My body screamed pain at me. I kept finding new injuries, ranging from scratches and developing bruises to a deep gash across my forehead. I made it out of the flood without major injuries, though I felt as though I had been in the grandfather of all drunken brawls. I pushed the pain aside and concentrated on getting bodies out of the water.
At first I thought they were schoolkids caught in the flood, but I quickly discovered that wasn't true. They were all young women, a little past elementary school age, maybe in their mid-teens. They were all ice cold and dead. I carried seven to the dry ground by the school, but there were more.
I turned and saw Sheriff Silver standing behind me. I remembered him as a short grammar school kid, eager to hang around with the big kids and grateful when my friends and I tolerated him. Now he looked every inch a sheriff: tall, broad shoulders, clean shaven, in his mid-twenties, two years younger than me.
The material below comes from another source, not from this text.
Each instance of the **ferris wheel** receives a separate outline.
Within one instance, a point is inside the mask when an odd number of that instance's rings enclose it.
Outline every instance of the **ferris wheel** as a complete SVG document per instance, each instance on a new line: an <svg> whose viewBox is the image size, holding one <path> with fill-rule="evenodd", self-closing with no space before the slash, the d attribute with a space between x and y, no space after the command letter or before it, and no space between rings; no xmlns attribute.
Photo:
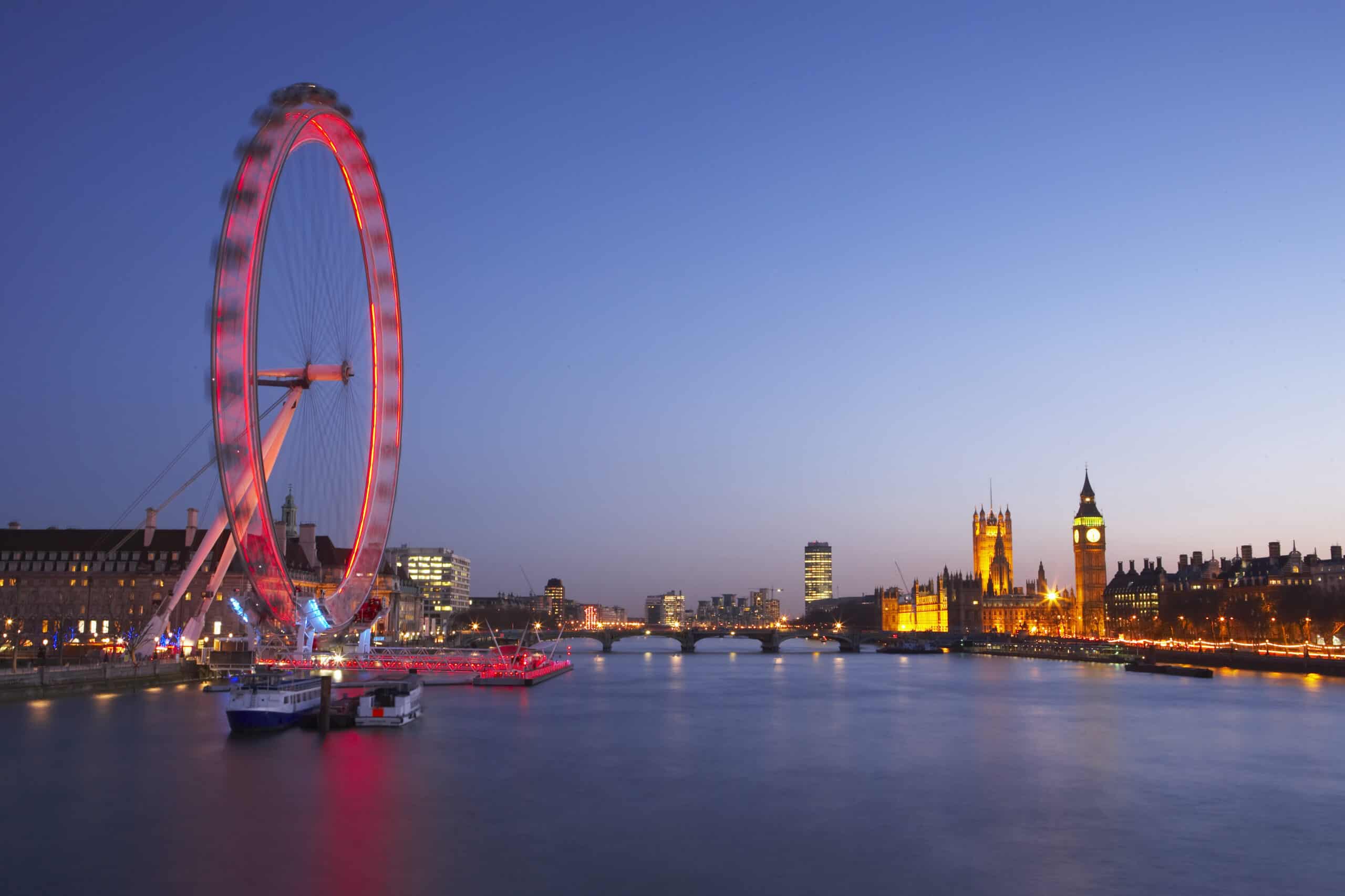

"What did you do?" he asked.
I spotted one of the mystery animals washed up among the debris. "What did it do?" I pointed to the beast.
The sheriff pushed it onto its back with his foot. "What is it?"
The creature looked dangerous even in death, though not as dangerous as the three looked when they stalked me.
"Teeth that would make a grizzly jealous and a forehead that would make a gorilla jealous," the sheriff said. "What did you bring down on us?"
"Why do you keep blaming me?" I asked. "I just got caught in the flood. Any idea what caused it?"
"Old Evan Berry's son blew out a beaver dam. You washed out with the dam and some things that need explaining."
"I didn't kill it, whatever it is."
"What about the girls?"
I told the sheriff about the clearing where the ground had sunk, along with what I knew about the wolf-like creatures. He looked grim when I mentioned three of the animals and how they had reacted to me.
"You have a problem," he said. "A bootlegger, washed out in the same flood with ten bodies. Girls, young ones--fourteen to sixteen years old, probably buried late last year so they stayed cold most of the time. That's why I can still tell they had the blood drained out of them."
"No blood? People will talk nonsense," I said. "Vampires. If anyone around Boone's Crossing is a vampire, it's Josh Rocheforte."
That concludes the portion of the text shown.